In advanced short-channel CMOS processes, analog circuit-design poses significant challenges imposed by the low power-supply voltage, and the reduced intrinsic-gain of short channel-effects of CMOS-transistors. However, continued scaling of CMOS devices makes them faster and thus enables the design of high-speed circuits such as oscillators at lower power-levels. Voltage and current-controlled oscillators are essential building blocks for designing Delta-Sigma analog-to-digital converters (ADC) that do not require a sample and hold circuits up front. This research focuses on designing scaling-friendly, linear, low-power CMOS relaxation-oscillators for Delta-Sigma analog to digital conversion.

Ring oscillators using an odd number of digital-inverters provide a simple reliable-solution, and thus are popular. So the first approach is to increase the speed (time-resolution) by simply lowering the inverter-gain using the translinear and temperature-invariant voltage-mirror circuits instead of open-loop inverters. Here two scaled-inverters are used to obtain gain exploiting the function and its functional inverse idea to obtain the required loop-gain. Here we are simply trading gain to increase speed at the expense of power. An alternative approach is to use the gyrator circuit to emulate an inductor. Two transconductors with opposite polarity current-output are needed to form a gyrator. Inverting the output-polarity is achieved using a translinear, unity-gain current-mirror achieving stability of the gyrator circuit that uses negative feedback. Using these, an LC -coupled ring-oscillator is emulated. These provide a more robust solution.

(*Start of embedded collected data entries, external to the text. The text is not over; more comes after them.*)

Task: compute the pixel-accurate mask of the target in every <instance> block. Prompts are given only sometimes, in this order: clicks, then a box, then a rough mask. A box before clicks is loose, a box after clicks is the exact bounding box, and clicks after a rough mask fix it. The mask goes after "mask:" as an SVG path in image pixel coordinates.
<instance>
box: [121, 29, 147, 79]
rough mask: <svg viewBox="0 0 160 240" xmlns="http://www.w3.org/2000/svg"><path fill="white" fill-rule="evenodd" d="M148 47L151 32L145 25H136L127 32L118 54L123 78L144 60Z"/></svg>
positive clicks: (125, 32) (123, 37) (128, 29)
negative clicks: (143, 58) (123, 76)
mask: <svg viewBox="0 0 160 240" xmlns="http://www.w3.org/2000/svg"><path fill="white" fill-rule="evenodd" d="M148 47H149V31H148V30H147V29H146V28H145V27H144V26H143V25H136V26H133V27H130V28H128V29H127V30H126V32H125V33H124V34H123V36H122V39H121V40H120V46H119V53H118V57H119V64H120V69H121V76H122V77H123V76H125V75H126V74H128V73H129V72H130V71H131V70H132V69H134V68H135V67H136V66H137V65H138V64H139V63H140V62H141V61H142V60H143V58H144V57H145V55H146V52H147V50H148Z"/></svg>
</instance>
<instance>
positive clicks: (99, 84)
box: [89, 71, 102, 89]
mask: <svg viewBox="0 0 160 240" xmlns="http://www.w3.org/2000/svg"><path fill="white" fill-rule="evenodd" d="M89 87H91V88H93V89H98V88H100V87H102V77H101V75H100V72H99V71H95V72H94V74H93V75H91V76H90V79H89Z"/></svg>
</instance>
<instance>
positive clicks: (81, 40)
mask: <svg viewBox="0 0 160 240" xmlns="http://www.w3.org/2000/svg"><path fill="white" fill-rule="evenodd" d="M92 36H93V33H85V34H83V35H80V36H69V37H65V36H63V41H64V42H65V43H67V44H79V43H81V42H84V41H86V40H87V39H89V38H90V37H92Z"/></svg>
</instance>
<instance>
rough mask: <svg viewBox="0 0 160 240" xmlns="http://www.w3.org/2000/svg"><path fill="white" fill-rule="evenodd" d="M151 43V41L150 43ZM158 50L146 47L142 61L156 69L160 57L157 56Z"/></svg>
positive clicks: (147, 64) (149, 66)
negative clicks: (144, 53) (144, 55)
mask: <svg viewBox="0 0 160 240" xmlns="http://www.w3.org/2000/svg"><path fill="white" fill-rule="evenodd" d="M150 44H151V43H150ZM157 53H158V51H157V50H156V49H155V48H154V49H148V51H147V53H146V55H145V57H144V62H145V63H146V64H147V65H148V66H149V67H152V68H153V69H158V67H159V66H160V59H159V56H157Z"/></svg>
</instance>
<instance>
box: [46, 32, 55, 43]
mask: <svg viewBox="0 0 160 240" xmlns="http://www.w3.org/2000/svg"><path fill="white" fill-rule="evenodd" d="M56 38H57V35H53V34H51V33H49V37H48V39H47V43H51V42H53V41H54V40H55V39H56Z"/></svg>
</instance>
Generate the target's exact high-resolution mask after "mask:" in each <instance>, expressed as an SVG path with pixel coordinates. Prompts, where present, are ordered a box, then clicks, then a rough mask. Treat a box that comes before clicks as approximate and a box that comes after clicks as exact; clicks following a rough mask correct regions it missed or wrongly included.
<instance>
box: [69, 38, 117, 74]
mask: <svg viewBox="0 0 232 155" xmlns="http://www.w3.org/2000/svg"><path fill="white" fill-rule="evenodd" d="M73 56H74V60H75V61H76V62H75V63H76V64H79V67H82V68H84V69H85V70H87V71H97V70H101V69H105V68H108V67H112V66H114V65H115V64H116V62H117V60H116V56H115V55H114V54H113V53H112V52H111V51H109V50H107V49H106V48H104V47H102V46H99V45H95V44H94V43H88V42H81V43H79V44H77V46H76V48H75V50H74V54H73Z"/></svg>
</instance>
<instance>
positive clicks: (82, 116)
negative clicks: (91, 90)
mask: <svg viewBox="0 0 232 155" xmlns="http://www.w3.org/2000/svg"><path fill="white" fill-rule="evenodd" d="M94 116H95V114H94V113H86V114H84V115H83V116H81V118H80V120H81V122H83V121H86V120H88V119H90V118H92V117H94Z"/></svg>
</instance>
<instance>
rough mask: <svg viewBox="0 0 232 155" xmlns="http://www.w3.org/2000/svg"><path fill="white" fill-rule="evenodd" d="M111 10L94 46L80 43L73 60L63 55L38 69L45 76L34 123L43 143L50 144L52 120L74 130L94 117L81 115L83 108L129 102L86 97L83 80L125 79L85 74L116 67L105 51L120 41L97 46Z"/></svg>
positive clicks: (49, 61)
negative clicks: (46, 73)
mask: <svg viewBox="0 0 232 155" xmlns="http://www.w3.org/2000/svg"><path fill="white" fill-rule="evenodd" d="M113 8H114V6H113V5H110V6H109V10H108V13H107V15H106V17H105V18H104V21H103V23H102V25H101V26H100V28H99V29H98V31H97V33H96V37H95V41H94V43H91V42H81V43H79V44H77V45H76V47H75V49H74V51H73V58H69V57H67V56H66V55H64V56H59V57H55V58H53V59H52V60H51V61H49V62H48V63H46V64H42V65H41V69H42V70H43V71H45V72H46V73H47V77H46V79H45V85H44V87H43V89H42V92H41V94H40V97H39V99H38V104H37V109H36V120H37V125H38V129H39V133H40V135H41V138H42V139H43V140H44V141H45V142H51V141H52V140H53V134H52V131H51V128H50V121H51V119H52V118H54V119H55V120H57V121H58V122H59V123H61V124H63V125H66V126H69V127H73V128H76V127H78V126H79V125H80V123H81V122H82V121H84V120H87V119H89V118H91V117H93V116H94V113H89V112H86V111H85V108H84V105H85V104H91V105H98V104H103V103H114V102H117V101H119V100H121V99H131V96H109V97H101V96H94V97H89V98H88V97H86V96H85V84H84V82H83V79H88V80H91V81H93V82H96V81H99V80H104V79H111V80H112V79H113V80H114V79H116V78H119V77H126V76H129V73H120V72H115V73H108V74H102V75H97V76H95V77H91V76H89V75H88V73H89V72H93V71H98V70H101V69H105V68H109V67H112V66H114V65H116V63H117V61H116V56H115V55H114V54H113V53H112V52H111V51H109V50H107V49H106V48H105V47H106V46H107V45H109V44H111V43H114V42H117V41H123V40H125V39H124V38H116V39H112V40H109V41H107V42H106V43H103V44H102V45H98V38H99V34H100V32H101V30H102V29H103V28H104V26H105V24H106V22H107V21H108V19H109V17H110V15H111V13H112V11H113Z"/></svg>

Process, supply-voltage and temperature (PVT) variations are traditionally minimized by the well-established technique of negative-feedback in circuits using Bandgap reference voltage and passive elements like MIM capacitors. Thus the design of an operational current to frequency converter (OCFC) is proposed. This is inspired by the success of the notion of an operational amplifier (OPAMP) that has a very large gain. It is always configured to trade gain for obtaining linearity using negative- feedback making the feedback network set the precision of the transfer function. The OCFC uses the same idea using a switched-capacitor linear frequency-to-current detector in the feedback path to make the closed-loop tuning-curve linear, having a low temperature-coefficient.

The design of a simple linear oscillator based on a traditional multivibrator-circuit is explored for two specific applications. There is a need for a medium-resolution low-speed 10-bit ADC for IOT applications. The other is for a 6-bit converter for high-speed data-communication systems. The idea is to obtain the performance requirements with no need for power-hungry digital-calibration. Manufacturability, and cost are the prime focus here.

Finally, an open loop Delta-Sigma modulator designed using pseudo-differential ring oscillators is explored for low bandwidth and medium resolution analog-to-digital conversion applications. It employs a nonlinearity cancellation technique in the voltage-to-current (V/I) converter to improve resolution. Most of the circuit can be synthesized using digital toolchain except for the front-end V/I converter to reduce turn-around time. All the circuits presented in this thesis are verified at multiple process nodes ranging from 180nm to 22nm. The simulation-results presented here are mostly using the models for the 180nm TSMC process.